There’s no title at the beginning of Avatar, and no opening credits either. It’s just the Fox logo and fanfare and it starts, wham — an overheard moving shot of the Pandoran forest as Jake’s murmured narration kicks in, and we’re off to the races.
Films occasionally begin without a title sequence but not many. No titles is a way of saying to the audience. “You’re in for something ambitious, no fooling around…get ready.” Somehow it wouldn’t play if Paul Blart Mall Cop or Fifty First Dates didn’t have them. It has be a major-type film from a name director or the conceit doesn’t work.
The first film to play without any opening titles was Francis Coppola‘s Apocalypse Now (1979). It was mildly startling (in a cool way, of course) when Coppola introduced this 30-odd years ago. I wonder how many films have begun this way? Not more than 15 or 20, I’m presuming. Maybe a few more than that.
Avatar and all other opening-title-free films end with closing credits, of course. It would be heresy not to do this. All the contributors need their screen time for posterity.
There was at least one film to play without any titles whatsoever, opening or closing, and that was also Apocalypse Now. The 70mm roadshow version, I mean. Closing credits were added on for the 35mm general release version.
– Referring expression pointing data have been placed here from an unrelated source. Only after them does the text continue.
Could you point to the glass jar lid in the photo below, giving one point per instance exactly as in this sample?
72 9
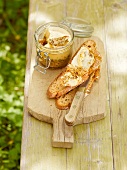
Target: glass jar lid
80 27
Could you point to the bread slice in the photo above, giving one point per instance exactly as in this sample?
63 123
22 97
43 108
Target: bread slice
84 62
64 102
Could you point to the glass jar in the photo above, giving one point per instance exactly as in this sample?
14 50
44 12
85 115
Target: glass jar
54 44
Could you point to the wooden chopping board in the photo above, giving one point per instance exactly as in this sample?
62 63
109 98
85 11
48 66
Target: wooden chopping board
44 109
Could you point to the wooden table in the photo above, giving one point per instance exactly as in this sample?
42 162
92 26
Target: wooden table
100 145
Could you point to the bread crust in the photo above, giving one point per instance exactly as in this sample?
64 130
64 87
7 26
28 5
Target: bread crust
57 87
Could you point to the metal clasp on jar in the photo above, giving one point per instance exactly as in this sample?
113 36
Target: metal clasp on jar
38 66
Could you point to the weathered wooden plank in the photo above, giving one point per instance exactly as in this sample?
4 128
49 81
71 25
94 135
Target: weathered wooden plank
93 146
93 142
116 42
36 151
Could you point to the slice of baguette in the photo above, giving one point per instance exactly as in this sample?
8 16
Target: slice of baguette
59 87
64 102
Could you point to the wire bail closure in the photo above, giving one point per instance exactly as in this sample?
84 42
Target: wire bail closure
38 66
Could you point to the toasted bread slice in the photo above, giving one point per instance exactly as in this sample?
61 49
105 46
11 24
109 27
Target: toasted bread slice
64 102
85 61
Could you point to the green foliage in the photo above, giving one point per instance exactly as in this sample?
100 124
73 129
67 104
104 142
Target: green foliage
13 31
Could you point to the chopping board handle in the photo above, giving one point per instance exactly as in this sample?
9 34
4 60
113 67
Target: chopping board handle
75 107
62 133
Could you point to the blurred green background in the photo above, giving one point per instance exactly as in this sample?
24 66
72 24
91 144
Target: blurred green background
13 38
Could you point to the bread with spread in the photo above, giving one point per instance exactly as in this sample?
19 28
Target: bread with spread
84 62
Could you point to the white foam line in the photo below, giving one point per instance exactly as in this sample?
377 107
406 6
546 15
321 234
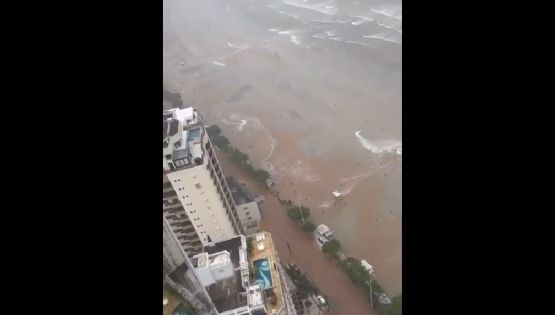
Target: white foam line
217 63
388 27
322 8
288 14
387 13
357 43
382 38
385 146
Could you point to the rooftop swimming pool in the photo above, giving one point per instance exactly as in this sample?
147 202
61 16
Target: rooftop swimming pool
262 272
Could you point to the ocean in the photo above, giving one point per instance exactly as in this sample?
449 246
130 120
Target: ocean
311 90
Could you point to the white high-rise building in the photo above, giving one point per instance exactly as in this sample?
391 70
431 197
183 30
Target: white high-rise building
198 206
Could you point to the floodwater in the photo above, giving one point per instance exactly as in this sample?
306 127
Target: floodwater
311 90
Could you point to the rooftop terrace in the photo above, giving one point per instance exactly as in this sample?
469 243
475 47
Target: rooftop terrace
182 138
238 192
263 248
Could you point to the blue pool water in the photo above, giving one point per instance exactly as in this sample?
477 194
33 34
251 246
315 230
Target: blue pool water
193 134
263 272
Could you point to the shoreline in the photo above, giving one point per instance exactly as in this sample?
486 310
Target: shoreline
344 296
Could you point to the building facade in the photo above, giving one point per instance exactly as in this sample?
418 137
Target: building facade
248 209
198 209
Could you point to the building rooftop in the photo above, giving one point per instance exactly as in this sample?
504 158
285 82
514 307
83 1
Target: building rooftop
263 248
238 192
228 294
182 138
231 245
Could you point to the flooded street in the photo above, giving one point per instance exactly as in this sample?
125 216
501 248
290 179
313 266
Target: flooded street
311 90
344 296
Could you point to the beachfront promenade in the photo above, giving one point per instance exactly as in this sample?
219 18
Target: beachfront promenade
344 297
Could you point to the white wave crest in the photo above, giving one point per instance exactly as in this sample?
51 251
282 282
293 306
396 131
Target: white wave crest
383 38
324 8
217 63
379 146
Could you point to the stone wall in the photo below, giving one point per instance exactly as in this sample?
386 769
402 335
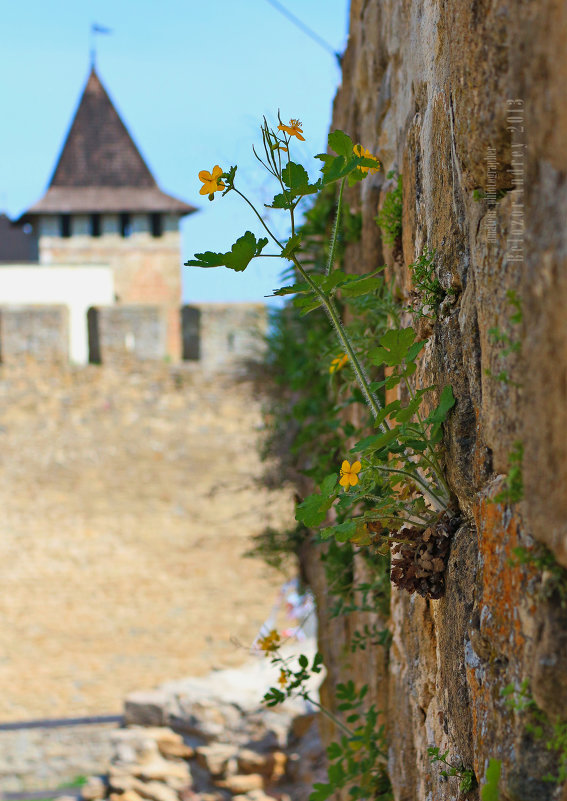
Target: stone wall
46 758
34 331
146 269
122 333
466 101
230 334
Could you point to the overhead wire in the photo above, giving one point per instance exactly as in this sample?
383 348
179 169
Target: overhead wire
306 29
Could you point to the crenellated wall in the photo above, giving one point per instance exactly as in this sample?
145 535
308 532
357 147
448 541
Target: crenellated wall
466 100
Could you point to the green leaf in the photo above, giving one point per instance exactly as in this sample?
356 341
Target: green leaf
446 402
313 511
439 415
336 167
294 289
292 244
376 442
295 177
307 304
321 792
328 485
238 258
340 143
395 346
280 201
405 414
490 791
342 532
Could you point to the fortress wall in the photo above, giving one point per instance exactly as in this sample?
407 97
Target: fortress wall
146 269
466 101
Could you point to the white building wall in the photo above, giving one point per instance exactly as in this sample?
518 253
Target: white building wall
78 288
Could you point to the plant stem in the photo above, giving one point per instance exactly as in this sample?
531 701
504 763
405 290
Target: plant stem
438 503
333 314
279 244
335 229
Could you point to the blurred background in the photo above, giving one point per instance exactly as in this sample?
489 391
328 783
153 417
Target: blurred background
191 82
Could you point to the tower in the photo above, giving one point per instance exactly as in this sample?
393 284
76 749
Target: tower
103 205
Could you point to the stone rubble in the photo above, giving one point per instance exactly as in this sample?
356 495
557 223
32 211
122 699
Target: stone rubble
210 739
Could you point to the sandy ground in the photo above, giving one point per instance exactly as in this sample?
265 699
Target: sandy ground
128 499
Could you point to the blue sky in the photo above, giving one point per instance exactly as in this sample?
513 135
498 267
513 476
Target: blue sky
191 81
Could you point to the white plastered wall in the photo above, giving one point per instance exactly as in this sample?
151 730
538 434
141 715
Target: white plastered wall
78 288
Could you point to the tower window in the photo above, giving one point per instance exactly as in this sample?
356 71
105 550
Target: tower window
65 222
125 224
95 224
156 224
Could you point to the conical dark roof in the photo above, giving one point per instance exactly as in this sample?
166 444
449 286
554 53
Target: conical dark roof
100 169
98 150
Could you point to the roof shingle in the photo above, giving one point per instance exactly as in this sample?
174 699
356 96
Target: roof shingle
100 169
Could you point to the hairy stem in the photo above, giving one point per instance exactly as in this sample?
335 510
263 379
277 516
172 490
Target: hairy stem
335 229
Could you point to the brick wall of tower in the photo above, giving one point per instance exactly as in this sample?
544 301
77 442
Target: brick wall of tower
146 269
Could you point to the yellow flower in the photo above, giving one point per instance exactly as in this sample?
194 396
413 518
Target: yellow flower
366 154
269 643
211 183
349 474
293 129
338 363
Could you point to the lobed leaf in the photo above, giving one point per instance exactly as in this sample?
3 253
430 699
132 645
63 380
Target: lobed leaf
237 258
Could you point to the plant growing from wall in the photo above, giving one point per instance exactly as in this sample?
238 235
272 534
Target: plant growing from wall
554 575
553 733
509 343
513 491
466 775
389 218
358 758
428 292
490 790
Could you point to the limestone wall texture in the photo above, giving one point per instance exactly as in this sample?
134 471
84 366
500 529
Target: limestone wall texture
466 100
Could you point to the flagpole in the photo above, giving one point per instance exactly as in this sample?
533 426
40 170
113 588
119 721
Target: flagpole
95 28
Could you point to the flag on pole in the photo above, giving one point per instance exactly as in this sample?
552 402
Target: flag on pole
95 28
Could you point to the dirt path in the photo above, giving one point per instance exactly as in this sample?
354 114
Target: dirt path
128 499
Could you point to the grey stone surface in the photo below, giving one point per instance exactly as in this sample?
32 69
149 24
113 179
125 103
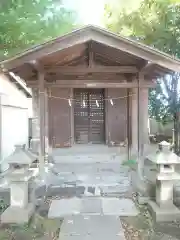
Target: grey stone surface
91 206
91 227
17 215
118 207
163 214
64 207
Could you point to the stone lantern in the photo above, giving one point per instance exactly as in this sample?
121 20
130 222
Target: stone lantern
20 209
163 208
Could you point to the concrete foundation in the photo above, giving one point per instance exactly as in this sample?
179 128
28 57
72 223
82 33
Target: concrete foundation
17 215
163 214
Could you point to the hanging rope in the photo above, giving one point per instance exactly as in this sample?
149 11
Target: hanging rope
73 99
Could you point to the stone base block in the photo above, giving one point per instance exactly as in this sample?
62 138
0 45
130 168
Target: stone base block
34 145
163 214
142 199
17 215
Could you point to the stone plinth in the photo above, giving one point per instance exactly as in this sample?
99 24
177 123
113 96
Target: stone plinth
20 209
163 214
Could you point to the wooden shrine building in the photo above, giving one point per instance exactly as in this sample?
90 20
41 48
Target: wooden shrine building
90 86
Update: A filmmaker friend just wrote to say that “many films now have no opening credits… including two of my films. It’s a very classy approach. Some filmmakers like to have credits at the start of the films because they think an audience will be trucking out of the theater at the end; others feel that the film has to earn the right for the audience to give a fuck who made it.
“I’ll bet ya that more than half of the Oscar winners over the past, say, twenty years are end-credit films.”
I wrote back in response, “When I say no opening credits I mean no title either…..I mean no nothin’ whatsover as the film begins, like Avatar and Apocalypse Now. Are you sure this is as common as you say?”